BELGRADE (Serbia), September 28 (SeeNews) – IMF Resident Representative in Serbia Bogdan Lissovolik said the Balkan country should aim for a budget deficit of 3.5% of gross domestic product (GDP) next year to strengthen its fiscal balance, local daily Blic reported.
“Our prognosis is that Serbia’s economy will begin to experience modest growth in 2010 of some 1.5%,” Blic (www.blic.rs) quoted Lissovolik as saying on Saturady.
“Based on this prognosis, aiming for a budget deficit of 3.5% of the projected GDP should, according to our opinion, establish the right balance between serious fiscal weaknesses and the building of confidence that would reduce deeper imbalances,” Lissovolik said.

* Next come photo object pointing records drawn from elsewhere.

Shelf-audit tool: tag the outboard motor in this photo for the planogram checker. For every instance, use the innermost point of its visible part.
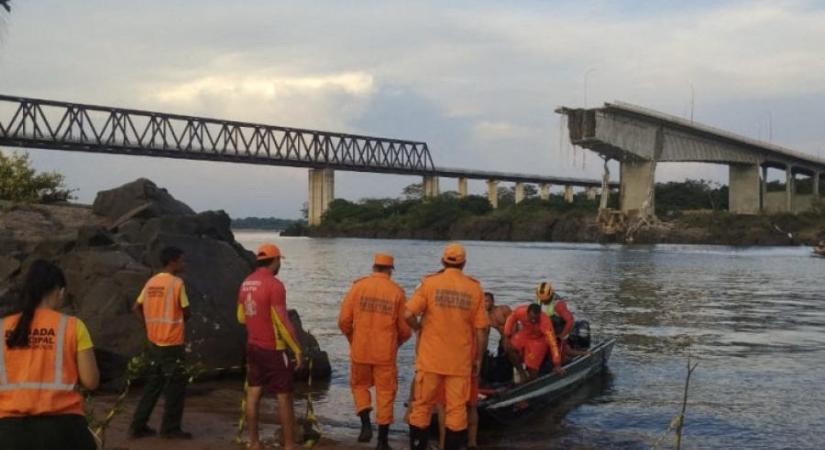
(580, 335)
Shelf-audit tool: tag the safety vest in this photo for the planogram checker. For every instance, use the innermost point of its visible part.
(162, 311)
(41, 378)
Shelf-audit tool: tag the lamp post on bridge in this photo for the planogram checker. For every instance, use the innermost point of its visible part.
(586, 79)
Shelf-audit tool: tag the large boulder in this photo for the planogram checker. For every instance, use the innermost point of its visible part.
(140, 197)
(110, 251)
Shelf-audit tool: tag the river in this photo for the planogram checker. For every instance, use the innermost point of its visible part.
(752, 318)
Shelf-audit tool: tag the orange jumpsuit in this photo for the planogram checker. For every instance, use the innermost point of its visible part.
(452, 306)
(372, 319)
(532, 340)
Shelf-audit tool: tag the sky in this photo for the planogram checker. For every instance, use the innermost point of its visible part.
(477, 80)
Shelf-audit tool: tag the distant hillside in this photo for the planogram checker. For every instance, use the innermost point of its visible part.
(262, 223)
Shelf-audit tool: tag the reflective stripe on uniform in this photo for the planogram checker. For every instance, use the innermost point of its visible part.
(56, 385)
(168, 307)
(3, 380)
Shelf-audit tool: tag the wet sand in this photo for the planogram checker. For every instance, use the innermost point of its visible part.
(211, 415)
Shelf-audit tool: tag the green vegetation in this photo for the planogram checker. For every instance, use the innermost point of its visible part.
(674, 197)
(20, 183)
(262, 223)
(693, 211)
(449, 217)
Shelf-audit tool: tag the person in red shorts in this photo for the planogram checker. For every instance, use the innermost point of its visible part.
(529, 343)
(262, 308)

The International Monetary Fund (IMF) agreed earlier this month to a rise in Serbia's 2009 budget deficit forecast to 4.5% of GDP from the 3.0% set initially under a 3.0 billion euro ($4.4 billion) loan deal in exchange for a comprehensive reform of the public sector. The IMF also decided to delay until October 20 the completion of its second review of the aid arrangement, tying the release of the second and third tranches, worth a combined 1.4 billion euro, to the findings of the upcoming mission. The Balkan country signed the deal with the global lender in March.
The financing of Serbia’s debt is risky because the country is mainly borrowing in foreign currency due to a shortage of liquid, deep, and long-dated markets for domestic debt, Lissovolik said.
“Other countries have much lower interest rates and longer maturity. Serbia needs lower deficits and cheaper financing in order to avoid the build-up of public debt,” he added.